Wha hasna heard o Donal Don
Wi a’ his tanterwallops on,
For O! he was a lazy drone,
And smuggled Hielan whisky.

Hir-um-ho for Donal Don
Wi a’ his tanterwallops on,
And may he never lack a scone
While he maks Hielan whisky

When first he cam tae auld Dundee,
‘Twas in a smeeky hole lived he;
Where gauger bodies couldna see,
He played the king a pliskie.

When he was young and in his prime,
He loed a bonny lassie fine;
She jilted him an aye sin syne
He’s dismal, dull and dusky.

A bunch o rags is a’ his braws,
His heathery wig wad fricht the craws;
His dusky face and clorty paws,
Wad fyle the Bay o Biscay.

He has a sark, he has but ane,
It’s fairly worn tae skin an bane,
A-loupin, like tae rin its lane
Wi troopers bauld an frisky.

Whene’er his sark’s laid oot tae dry
It’s Donal in his bed maun lie,
An wait till a’ the troopers die.
Ere he gangs oot wi whisky.

So here’s a health tae Donal Don,
Wi a’ his tanterwallops on,
An may he never lack a scone
While he maks Hielan whisky.

Words:
Aye sin syne: ever since then
Braws: finery, best clothes
Clorty: dirty
Drone: the non-worker bee (English) / the buttocks, backside (from Gaelic dronn)
Fricht: frighten
Fyle: defile, make dirty
Gauger: exciseman,whisky tax collector
Like tae rin its lane: as if it could run by itself
Loupin: jumping (with fleas)
Maun: must
Pliskie: trick
Sark: shirt
Smeeky: smoky
Tanterwallops: hanging tatters or rags

This song was brought to Sangschule by Gordeanna McCulloch who learned it from the ‘wee red book’ of the sixties folk revival, 101 Scottish Songs.

The lyric appears in Ford’s Vagabond Songs and Ballads in Part I, 1899 and also in the revised edition of 1904. Ford notes: “ This graphic and clever, though slightly uncouth ditty, which I have never seen in print, was common enough in all the valley of Tay about fifty years ago, and has not yet passed out of memory in that district.” Ford says the tune is Niel Gow’s “Fareweel to Whisky” – but we sing it to “Rob Roy’s March”.

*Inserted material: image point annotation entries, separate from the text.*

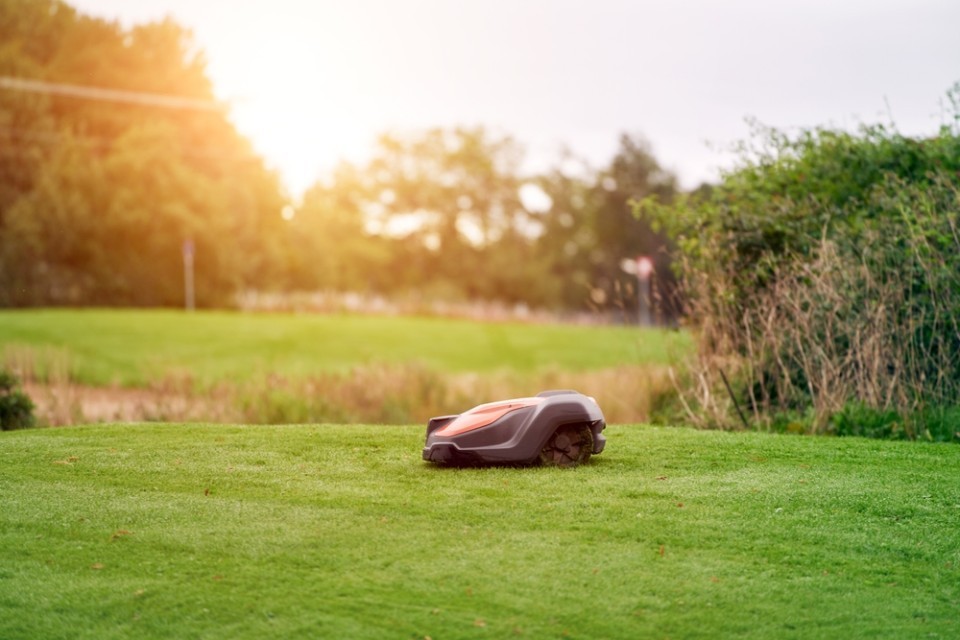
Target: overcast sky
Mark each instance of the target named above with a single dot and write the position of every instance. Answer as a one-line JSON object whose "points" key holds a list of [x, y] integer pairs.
{"points": [[315, 81]]}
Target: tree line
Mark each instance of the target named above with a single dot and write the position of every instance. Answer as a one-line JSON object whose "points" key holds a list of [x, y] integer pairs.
{"points": [[99, 197], [823, 275]]}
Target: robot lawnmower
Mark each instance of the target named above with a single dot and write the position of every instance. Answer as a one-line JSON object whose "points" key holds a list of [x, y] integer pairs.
{"points": [[557, 428]]}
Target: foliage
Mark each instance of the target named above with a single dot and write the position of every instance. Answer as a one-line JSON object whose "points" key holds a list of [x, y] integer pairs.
{"points": [[591, 230], [824, 275], [185, 530], [16, 407], [98, 199]]}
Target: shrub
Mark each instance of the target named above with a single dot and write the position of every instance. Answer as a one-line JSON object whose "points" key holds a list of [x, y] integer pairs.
{"points": [[16, 408], [823, 280]]}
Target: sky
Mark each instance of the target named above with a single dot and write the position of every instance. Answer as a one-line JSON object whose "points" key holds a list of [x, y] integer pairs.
{"points": [[313, 82]]}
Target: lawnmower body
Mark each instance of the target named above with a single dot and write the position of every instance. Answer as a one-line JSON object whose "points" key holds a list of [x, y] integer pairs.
{"points": [[555, 427]]}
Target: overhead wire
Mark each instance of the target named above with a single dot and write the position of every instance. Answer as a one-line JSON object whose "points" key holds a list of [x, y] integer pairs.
{"points": [[165, 101]]}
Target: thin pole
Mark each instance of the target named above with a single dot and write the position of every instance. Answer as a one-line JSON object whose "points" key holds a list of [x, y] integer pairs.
{"points": [[188, 301]]}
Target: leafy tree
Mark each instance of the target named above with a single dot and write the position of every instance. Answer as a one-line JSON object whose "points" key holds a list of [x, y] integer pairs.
{"points": [[822, 274], [97, 197], [591, 229]]}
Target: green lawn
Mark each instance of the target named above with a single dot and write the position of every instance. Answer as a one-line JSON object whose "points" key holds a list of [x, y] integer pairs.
{"points": [[136, 346], [193, 531]]}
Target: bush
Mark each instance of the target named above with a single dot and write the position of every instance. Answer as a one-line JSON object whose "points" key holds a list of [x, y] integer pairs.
{"points": [[823, 279], [16, 408]]}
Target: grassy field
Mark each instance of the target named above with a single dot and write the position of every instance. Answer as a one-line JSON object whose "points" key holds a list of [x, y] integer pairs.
{"points": [[133, 347], [166, 530]]}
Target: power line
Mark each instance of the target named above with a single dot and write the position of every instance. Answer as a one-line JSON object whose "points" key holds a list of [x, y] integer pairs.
{"points": [[164, 101], [27, 138]]}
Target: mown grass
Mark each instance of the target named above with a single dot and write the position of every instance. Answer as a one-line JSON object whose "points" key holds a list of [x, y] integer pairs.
{"points": [[135, 347], [169, 530]]}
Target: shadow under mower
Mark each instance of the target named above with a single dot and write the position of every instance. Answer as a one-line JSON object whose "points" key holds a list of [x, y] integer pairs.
{"points": [[560, 428]]}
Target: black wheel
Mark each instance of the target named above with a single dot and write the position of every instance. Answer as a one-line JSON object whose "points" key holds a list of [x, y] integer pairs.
{"points": [[569, 446]]}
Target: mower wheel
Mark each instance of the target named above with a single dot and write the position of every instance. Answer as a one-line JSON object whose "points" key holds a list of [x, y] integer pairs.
{"points": [[569, 446]]}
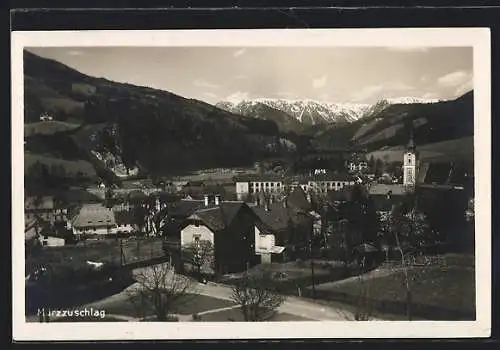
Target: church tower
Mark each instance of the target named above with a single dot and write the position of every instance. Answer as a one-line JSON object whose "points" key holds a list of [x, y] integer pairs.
{"points": [[410, 163]]}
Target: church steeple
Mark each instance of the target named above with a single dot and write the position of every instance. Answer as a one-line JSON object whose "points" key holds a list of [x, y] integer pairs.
{"points": [[411, 142], [410, 162]]}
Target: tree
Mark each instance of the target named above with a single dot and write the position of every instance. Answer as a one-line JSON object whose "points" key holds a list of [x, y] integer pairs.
{"points": [[160, 289], [202, 256], [379, 167], [371, 163], [256, 296], [410, 231]]}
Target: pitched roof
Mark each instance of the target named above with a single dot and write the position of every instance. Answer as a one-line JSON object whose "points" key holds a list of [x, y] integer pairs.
{"points": [[124, 217], [185, 207], [383, 189], [383, 203], [94, 215], [258, 177], [331, 177], [220, 217], [277, 218], [39, 203], [298, 199]]}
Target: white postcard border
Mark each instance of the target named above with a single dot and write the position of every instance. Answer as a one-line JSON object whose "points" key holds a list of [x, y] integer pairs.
{"points": [[406, 39]]}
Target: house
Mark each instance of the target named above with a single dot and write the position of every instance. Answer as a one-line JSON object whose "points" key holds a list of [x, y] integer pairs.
{"points": [[384, 189], [329, 182], [229, 228], [44, 117], [282, 229], [249, 184], [124, 222], [40, 206], [357, 166], [93, 220]]}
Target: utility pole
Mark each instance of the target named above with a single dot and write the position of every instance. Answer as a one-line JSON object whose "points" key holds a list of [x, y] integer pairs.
{"points": [[121, 253], [312, 269]]}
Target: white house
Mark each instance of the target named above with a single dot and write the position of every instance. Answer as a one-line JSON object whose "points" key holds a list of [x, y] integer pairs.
{"points": [[258, 183], [94, 220]]}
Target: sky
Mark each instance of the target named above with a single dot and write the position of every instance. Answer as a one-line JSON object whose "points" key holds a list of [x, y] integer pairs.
{"points": [[330, 74]]}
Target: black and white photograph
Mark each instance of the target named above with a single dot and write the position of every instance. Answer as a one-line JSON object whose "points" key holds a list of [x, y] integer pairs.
{"points": [[281, 183]]}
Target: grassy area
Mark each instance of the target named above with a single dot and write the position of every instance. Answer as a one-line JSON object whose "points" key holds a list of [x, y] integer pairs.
{"points": [[106, 250], [290, 276], [236, 315], [438, 292], [192, 303], [71, 167], [48, 127]]}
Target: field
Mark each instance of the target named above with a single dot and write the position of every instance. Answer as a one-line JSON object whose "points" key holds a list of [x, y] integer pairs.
{"points": [[445, 292], [292, 276], [99, 251], [235, 315], [72, 167], [395, 154], [191, 304], [48, 127]]}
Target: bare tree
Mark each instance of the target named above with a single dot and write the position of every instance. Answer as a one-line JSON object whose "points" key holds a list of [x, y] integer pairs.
{"points": [[410, 232], [160, 289], [202, 256], [257, 297]]}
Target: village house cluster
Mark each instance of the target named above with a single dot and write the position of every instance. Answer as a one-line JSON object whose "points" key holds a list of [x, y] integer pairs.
{"points": [[272, 218]]}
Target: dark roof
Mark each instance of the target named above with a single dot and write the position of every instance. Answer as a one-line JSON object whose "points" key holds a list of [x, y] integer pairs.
{"points": [[78, 195], [277, 218], [258, 177], [384, 203], [125, 217], [185, 208], [383, 189], [220, 217], [195, 183], [39, 203], [136, 194], [341, 195], [331, 177]]}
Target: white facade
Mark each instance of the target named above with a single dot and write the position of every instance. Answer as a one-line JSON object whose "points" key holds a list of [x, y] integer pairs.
{"points": [[51, 241], [242, 190], [324, 186], [265, 246], [358, 166], [191, 233], [409, 168], [266, 186]]}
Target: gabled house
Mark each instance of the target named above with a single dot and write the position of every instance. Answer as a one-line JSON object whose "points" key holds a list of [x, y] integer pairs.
{"points": [[282, 229], [229, 228], [124, 222], [93, 220]]}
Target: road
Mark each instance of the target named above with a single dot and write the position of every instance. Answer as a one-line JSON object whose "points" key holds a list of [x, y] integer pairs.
{"points": [[292, 305]]}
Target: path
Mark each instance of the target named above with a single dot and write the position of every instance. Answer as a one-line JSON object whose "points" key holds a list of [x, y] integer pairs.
{"points": [[377, 273]]}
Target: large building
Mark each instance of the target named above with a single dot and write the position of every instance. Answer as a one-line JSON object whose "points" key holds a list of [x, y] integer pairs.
{"points": [[250, 184], [320, 183]]}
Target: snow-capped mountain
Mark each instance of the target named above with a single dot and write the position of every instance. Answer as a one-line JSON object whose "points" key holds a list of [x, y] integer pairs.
{"points": [[310, 112], [307, 112], [409, 100]]}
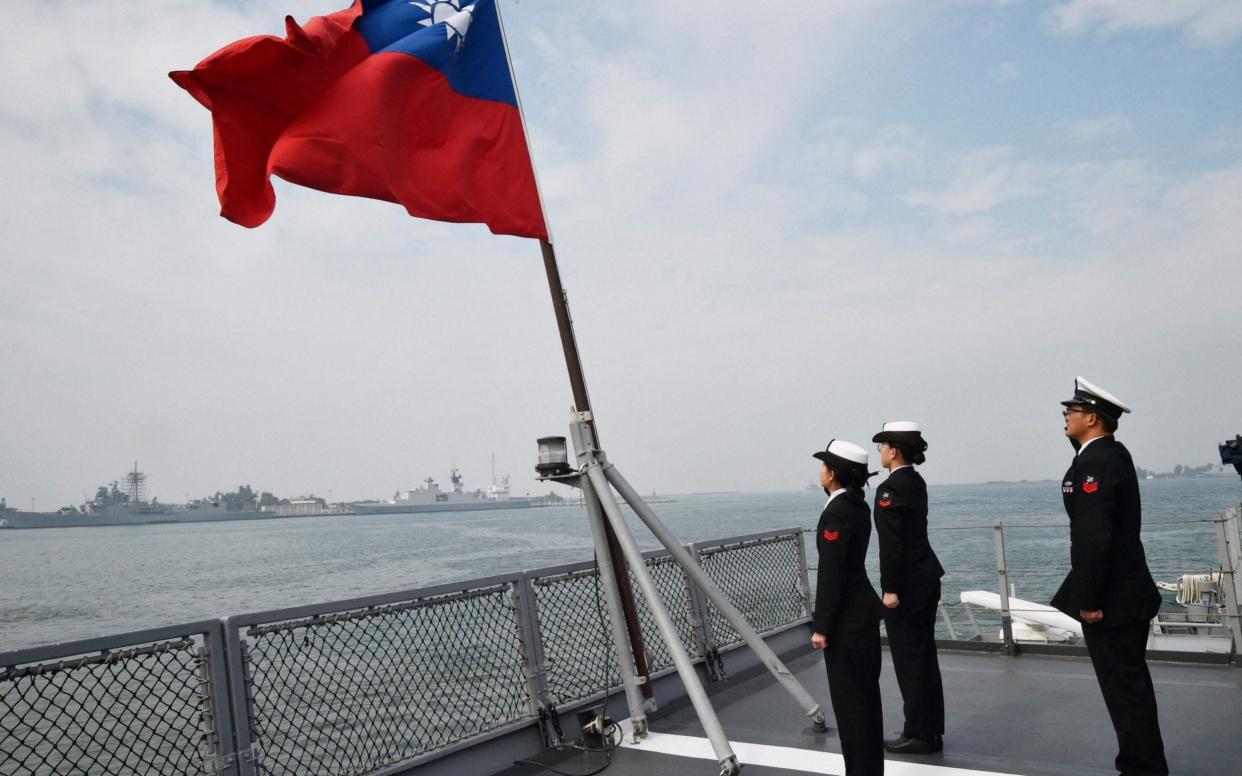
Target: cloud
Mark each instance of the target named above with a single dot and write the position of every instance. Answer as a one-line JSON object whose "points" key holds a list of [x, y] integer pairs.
{"points": [[981, 180], [724, 214], [1006, 72], [1209, 22], [1092, 129]]}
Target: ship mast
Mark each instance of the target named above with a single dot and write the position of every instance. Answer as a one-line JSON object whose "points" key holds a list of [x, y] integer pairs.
{"points": [[135, 486]]}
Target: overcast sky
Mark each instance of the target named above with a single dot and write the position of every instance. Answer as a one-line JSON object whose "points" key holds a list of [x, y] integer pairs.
{"points": [[778, 224]]}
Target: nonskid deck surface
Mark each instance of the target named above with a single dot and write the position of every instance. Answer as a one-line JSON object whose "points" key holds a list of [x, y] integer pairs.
{"points": [[1030, 715]]}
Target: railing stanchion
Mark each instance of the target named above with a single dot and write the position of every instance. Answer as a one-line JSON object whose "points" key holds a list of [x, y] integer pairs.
{"points": [[1228, 550], [804, 576], [1002, 579]]}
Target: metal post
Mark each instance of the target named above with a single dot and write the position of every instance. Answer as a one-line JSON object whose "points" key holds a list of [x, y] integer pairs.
{"points": [[522, 597], [948, 622], [701, 622], [568, 342], [804, 576], [612, 597], [1227, 549], [1002, 580], [217, 687], [718, 599], [247, 751], [583, 433], [583, 407], [684, 667]]}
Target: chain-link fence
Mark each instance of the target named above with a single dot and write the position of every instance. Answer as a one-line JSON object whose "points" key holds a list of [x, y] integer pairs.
{"points": [[370, 684], [142, 703], [362, 688], [763, 576]]}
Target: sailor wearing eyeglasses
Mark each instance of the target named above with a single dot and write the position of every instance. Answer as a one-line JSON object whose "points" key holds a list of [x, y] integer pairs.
{"points": [[1109, 587], [909, 577]]}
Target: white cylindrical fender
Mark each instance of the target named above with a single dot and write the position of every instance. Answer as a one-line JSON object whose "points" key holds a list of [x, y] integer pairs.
{"points": [[1027, 611]]}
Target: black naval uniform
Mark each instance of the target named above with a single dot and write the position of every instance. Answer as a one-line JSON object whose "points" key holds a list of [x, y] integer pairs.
{"points": [[848, 612], [1109, 572], [908, 566]]}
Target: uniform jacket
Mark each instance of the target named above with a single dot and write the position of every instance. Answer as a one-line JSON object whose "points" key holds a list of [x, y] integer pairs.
{"points": [[906, 556], [1108, 568], [845, 601]]}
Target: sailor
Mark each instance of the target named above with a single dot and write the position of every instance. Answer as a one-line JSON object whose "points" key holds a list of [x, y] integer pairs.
{"points": [[1109, 587], [909, 579], [847, 611]]}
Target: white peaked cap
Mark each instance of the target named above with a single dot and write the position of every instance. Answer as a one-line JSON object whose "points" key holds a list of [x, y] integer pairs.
{"points": [[1086, 386], [848, 451], [901, 426]]}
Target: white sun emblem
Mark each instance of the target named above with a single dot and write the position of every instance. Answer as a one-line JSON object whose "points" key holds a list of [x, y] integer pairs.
{"points": [[452, 14]]}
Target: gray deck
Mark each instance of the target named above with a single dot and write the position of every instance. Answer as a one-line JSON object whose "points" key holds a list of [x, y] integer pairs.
{"points": [[1032, 715]]}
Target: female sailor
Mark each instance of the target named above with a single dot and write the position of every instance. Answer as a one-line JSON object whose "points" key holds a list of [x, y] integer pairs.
{"points": [[909, 577], [847, 611]]}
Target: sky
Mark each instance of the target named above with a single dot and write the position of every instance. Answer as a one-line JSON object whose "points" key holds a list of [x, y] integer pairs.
{"points": [[778, 224]]}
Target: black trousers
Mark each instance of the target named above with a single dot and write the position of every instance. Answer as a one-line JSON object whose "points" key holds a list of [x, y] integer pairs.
{"points": [[1119, 656], [853, 663], [912, 641]]}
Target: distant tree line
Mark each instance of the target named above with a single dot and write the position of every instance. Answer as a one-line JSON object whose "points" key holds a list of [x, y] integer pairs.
{"points": [[242, 499], [1179, 471]]}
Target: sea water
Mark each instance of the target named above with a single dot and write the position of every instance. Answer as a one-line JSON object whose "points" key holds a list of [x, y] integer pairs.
{"points": [[78, 582]]}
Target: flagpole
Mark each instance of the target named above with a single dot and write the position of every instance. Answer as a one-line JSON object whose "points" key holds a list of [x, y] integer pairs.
{"points": [[578, 385]]}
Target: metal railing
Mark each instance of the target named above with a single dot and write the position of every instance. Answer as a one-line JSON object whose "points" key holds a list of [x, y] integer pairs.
{"points": [[148, 702], [1038, 575], [369, 685]]}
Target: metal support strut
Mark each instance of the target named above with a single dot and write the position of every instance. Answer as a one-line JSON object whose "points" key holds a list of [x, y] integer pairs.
{"points": [[616, 617], [667, 630], [718, 599]]}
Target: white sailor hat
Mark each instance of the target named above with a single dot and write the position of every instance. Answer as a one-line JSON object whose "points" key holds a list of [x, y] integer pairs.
{"points": [[1096, 397], [843, 455], [902, 432]]}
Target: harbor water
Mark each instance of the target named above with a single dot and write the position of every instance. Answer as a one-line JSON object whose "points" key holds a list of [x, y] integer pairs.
{"points": [[78, 582]]}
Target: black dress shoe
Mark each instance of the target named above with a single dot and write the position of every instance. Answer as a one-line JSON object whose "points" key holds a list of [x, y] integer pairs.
{"points": [[903, 745]]}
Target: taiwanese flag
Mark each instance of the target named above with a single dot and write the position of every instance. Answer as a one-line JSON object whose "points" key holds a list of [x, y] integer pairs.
{"points": [[406, 102]]}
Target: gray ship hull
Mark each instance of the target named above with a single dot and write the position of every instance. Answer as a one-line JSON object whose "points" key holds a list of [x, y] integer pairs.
{"points": [[13, 518], [477, 505]]}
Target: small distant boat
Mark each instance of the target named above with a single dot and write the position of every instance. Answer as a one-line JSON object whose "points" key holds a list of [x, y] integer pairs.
{"points": [[431, 498]]}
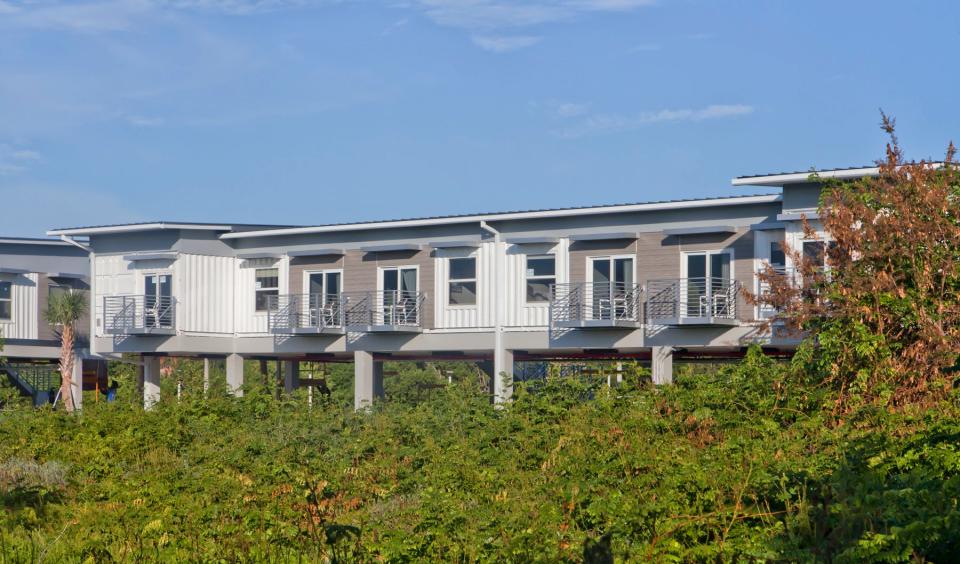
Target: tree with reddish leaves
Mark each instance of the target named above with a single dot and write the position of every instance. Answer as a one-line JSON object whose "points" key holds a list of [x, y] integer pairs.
{"points": [[882, 320]]}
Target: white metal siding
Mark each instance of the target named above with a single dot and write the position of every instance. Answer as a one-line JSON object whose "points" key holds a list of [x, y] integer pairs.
{"points": [[204, 289], [519, 313], [114, 277], [25, 320]]}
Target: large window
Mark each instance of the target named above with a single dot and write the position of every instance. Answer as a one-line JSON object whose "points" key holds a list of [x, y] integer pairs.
{"points": [[541, 275], [267, 283], [463, 281], [6, 301]]}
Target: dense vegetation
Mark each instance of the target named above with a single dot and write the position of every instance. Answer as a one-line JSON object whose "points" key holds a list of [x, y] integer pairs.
{"points": [[849, 453], [741, 464]]}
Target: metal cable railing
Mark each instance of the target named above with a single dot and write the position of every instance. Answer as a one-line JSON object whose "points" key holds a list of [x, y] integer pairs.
{"points": [[124, 315], [702, 297], [595, 301], [289, 312], [384, 308]]}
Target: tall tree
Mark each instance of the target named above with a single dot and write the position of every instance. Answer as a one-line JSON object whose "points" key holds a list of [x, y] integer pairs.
{"points": [[882, 320], [63, 311]]}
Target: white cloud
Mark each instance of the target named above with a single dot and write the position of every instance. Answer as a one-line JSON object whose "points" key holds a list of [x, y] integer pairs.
{"points": [[504, 44], [611, 123]]}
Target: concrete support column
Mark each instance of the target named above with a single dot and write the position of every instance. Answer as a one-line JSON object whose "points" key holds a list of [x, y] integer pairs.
{"points": [[151, 381], [661, 364], [76, 381], [206, 377], [235, 375], [291, 375], [503, 378], [367, 379]]}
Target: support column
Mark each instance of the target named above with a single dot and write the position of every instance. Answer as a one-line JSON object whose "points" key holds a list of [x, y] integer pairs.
{"points": [[503, 377], [367, 379], [151, 381], [235, 375], [291, 375], [661, 364], [76, 381], [206, 377]]}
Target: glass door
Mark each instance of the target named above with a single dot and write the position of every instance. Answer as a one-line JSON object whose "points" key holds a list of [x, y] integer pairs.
{"points": [[399, 300], [157, 301], [612, 281], [323, 298]]}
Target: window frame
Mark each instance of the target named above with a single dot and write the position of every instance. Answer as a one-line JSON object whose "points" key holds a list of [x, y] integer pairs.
{"points": [[527, 278], [9, 301], [258, 291], [451, 280]]}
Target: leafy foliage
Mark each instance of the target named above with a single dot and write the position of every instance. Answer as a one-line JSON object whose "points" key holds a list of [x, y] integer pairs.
{"points": [[731, 465]]}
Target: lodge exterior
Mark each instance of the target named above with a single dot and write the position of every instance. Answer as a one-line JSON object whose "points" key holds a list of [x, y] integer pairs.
{"points": [[649, 281]]}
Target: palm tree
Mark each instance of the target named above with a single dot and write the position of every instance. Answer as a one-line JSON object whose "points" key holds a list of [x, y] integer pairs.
{"points": [[64, 309]]}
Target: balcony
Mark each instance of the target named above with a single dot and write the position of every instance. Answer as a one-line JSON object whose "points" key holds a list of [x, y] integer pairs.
{"points": [[584, 305], [305, 314], [139, 315], [384, 311], [692, 301]]}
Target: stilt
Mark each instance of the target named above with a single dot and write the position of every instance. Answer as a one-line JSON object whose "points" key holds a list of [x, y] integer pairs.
{"points": [[661, 363], [367, 379], [151, 381], [235, 375]]}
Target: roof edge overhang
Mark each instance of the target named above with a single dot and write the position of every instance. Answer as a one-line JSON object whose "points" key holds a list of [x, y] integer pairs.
{"points": [[156, 226], [512, 216]]}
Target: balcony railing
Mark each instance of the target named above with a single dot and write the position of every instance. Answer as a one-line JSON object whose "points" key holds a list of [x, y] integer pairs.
{"points": [[390, 310], [139, 315], [692, 301], [298, 314], [595, 304]]}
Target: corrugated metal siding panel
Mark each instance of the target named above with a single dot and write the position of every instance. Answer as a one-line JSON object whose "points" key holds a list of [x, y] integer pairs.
{"points": [[204, 288], [25, 319], [247, 320], [519, 313], [114, 277]]}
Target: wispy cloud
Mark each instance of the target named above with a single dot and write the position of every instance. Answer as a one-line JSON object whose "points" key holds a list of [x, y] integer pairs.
{"points": [[504, 44], [14, 159], [612, 123]]}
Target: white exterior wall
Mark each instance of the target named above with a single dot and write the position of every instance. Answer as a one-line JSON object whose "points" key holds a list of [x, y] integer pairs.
{"points": [[113, 277], [519, 313], [248, 320], [25, 322], [204, 287], [483, 314]]}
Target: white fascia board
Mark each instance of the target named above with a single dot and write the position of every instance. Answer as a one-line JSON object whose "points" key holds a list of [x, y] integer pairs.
{"points": [[316, 252], [151, 255], [657, 206], [53, 242], [603, 236], [799, 177], [108, 229]]}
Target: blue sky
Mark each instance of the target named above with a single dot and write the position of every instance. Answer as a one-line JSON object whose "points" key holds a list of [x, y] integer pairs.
{"points": [[308, 112]]}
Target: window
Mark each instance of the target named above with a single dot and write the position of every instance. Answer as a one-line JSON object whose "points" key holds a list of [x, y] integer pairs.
{"points": [[267, 283], [6, 301], [778, 258], [463, 281], [541, 275], [815, 252]]}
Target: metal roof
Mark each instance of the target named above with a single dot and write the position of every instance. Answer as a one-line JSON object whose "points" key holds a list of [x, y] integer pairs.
{"points": [[512, 215]]}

The connection with the Tay continues with Donal Don’s inclusion in Songs of Dundee edited by Nigel Gatherer – who notes the tune as “Rob Roy’s March.”
One reason for the importance of access to cheap alcohol and those who made or smuggled it after the union of 1707, was “the appalling water supply. Even the Church, which preached against spirits, approved of beer as ‘strengthening’”. Many people felt the new tax on ale was going towards English debts, and smuggling of spirits became widespread. “This made spirits cheaper than the taxed ale”.

The lyric seems to fit into the many songs of the Lowlands poking fun at the supposed language and characteristics of the Highlander, that scary denizen of pathless places whose role in the Jacobite Rebellions and whose arrival to find work in the cities after the Clearances was not to be forgotten.

West Lothian-born poet Alexander Rodger (DOB 1784) wrote several e.g.”Shon McNab” and “Lauchie Fraser’s Promotions” included in Poems and Songs : humorous, serious and satirical. The introduction written in 1896 by respected scholar and editor Robert Ford, praises him for his “ exceedingly happy examples of the Highlander’s broken English” and his squibs on unfair practices:
Promotion amang Highland folks / Gangs mair by Mac than merit”
and
Though she’ll pe couldna read nor write/ Will no pe meikle harm in’t;
She’ll kiss her Honour’s Clory’s toup/ to get wee bit preferment.”

(toup or doup is the backside).

It seems they were coming down here and taking our jobs.